State v. Corrine J., 2011AP1916 / State v. Dalvin C., Sr., 2011AP1882, District 1, 3/27/12
Trial counsel’s failure to object to the guardian ad litem’s closing argument wasn’t prejudicial, given the strength of the case for terminating parental rights. (The argument, merits of which the court doesn’t reach, was that “the guardian ad litem improperly invoked her role as a lawyer in argument, appealed to the best interests of the child at the grounds phase of trial, see Waukesha County DSS v. C.E.W., 124 Wis. 2d 47, 61, 368 N.W.2d 47 (1985) (jury does not consider the best interests of the child standard at grounds, or factfinding, stage of termination of parental rights proceeding), and in saying that she had ‘watched these kids grow,’ argued facts not in evidence,” ¶26.
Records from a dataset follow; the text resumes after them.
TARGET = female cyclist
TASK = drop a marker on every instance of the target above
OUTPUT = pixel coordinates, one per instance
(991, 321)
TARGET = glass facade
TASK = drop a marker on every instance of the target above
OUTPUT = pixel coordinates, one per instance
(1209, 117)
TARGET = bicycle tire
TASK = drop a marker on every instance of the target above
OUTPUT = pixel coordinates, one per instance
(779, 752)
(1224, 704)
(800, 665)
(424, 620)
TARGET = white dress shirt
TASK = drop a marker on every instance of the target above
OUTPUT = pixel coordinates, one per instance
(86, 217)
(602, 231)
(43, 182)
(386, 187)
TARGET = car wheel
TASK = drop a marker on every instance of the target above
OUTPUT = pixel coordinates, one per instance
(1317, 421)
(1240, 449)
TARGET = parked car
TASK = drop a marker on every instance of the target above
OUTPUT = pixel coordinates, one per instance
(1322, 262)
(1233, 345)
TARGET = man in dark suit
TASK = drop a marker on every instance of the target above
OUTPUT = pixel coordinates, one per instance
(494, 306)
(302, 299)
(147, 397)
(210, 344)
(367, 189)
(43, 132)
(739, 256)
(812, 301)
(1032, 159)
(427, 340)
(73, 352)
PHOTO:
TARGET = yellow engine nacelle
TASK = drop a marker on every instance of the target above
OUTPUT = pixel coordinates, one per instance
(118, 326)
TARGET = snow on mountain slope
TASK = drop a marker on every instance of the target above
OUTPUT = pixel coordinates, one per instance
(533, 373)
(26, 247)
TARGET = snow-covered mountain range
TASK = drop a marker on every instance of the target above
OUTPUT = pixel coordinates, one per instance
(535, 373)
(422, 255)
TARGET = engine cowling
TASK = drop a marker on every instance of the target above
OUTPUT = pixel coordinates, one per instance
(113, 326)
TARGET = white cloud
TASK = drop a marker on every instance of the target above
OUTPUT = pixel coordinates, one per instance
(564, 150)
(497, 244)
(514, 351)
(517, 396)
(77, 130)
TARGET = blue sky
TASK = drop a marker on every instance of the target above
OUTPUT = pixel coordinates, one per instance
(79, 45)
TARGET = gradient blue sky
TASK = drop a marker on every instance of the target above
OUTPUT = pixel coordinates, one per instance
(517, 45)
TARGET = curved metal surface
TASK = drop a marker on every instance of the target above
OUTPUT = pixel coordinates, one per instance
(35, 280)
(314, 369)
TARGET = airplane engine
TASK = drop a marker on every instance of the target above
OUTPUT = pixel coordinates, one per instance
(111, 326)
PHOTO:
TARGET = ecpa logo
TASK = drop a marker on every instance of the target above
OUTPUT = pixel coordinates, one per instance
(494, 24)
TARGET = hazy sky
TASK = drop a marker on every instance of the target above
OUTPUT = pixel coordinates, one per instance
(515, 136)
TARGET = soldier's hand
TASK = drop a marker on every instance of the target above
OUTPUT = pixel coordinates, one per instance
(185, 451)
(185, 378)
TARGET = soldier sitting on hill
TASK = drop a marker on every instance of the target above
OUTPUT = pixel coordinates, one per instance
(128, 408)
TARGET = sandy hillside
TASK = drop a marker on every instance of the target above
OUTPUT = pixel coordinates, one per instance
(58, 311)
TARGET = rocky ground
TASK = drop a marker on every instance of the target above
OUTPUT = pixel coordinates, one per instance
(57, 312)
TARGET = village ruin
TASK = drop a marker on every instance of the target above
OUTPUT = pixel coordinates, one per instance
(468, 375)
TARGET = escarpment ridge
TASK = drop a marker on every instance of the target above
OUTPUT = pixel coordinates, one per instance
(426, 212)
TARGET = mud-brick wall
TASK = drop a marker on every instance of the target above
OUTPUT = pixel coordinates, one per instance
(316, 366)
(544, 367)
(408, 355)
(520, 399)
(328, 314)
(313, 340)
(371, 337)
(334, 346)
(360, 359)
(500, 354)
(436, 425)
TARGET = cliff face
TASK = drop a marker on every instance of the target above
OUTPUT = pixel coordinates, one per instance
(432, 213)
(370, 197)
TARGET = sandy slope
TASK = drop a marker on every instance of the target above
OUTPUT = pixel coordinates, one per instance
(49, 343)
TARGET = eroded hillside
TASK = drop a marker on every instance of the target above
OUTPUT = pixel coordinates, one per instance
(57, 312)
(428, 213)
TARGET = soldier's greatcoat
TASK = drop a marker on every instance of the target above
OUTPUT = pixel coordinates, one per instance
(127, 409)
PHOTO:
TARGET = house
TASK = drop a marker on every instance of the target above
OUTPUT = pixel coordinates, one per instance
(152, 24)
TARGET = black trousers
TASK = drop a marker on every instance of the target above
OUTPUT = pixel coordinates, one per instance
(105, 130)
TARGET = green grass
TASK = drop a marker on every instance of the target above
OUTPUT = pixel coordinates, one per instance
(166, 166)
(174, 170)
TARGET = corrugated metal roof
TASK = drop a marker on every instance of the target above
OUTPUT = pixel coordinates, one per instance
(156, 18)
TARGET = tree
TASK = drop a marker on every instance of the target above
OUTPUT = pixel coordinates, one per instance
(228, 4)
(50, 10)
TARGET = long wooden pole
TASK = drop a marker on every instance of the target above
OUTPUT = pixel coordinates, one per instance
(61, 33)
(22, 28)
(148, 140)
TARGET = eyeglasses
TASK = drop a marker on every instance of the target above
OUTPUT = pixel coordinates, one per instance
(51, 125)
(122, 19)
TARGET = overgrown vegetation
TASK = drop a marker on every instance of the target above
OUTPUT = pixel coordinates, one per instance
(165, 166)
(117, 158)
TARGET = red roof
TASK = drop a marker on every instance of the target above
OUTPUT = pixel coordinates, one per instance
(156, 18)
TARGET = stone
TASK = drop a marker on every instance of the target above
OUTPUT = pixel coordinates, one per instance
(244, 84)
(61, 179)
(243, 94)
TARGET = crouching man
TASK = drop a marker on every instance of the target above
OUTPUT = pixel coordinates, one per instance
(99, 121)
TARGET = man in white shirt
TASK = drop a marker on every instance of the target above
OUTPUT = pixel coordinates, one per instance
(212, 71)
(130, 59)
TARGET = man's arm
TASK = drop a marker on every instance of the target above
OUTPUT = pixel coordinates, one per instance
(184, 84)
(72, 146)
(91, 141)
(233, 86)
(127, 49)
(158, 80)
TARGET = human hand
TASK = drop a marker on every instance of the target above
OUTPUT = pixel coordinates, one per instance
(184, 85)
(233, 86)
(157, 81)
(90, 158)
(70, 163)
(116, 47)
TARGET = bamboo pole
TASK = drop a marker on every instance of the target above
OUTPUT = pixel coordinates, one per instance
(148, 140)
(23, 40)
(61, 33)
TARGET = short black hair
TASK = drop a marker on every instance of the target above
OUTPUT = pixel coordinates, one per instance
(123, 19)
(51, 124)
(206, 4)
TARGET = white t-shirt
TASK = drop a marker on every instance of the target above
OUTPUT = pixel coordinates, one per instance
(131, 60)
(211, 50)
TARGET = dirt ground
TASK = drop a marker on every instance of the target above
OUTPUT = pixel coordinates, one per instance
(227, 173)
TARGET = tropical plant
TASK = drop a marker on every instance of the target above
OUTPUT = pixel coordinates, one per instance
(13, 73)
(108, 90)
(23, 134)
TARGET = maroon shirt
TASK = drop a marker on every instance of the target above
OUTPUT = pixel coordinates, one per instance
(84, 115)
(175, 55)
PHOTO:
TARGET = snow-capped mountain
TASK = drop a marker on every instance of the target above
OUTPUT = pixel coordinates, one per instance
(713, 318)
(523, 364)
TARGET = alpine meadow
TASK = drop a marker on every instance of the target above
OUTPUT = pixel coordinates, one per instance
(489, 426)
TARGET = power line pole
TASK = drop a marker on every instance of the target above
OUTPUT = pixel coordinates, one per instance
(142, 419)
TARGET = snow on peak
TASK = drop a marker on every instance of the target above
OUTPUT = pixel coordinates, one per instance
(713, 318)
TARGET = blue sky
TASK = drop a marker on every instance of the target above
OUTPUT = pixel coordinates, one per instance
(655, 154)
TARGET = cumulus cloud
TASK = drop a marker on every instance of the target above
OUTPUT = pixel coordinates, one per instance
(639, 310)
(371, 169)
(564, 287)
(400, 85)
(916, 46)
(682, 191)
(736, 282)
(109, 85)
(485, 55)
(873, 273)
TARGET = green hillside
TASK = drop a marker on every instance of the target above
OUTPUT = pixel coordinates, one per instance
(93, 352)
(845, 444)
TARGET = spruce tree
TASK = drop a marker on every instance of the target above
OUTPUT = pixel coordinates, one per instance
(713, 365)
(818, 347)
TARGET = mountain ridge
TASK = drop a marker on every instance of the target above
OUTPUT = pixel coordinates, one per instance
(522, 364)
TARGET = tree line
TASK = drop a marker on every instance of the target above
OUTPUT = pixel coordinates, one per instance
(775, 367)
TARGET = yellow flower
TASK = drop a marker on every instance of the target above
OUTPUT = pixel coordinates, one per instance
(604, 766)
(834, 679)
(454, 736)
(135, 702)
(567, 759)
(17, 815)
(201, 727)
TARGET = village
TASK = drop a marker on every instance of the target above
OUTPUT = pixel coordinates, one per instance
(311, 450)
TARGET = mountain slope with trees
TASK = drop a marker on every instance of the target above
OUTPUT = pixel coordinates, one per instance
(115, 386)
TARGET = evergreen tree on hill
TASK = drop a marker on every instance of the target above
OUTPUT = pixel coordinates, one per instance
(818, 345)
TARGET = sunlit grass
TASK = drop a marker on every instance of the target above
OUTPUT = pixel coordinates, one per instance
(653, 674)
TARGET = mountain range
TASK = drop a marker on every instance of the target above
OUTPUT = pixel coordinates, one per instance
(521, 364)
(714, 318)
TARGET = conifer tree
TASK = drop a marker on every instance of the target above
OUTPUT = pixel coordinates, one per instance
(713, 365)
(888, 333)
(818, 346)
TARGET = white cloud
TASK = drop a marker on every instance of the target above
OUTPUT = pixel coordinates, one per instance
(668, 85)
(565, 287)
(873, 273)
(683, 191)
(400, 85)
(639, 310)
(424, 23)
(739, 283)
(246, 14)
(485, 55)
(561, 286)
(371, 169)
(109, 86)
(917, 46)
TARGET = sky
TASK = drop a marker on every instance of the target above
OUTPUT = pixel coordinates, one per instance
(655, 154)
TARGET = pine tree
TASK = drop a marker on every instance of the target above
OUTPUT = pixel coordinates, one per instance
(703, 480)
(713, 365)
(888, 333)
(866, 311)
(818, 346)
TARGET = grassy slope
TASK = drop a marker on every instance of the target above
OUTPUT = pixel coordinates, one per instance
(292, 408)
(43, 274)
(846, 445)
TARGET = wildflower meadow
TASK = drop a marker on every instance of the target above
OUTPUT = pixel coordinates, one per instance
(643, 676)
The court rejects separate challenges, that the GAL’s closing argument: improperly invoked the “best interest” of the child standard; appealed to the “golden rule”; and asserted personal knowledge of the facts, ¶¶30-35. None of the challenged remarks rendered the trial unfair, ¶38, citing State v. Wolff, 171 Wis. 2d 161, 167, 491 N.W.2d 498 (Ct. App. 1992). Oswald v. Betrand, 374 F.3d 475, 482 (7th Cir. 2004) (certain types of errors are structural, that is, harmless error does not apply), distinguished.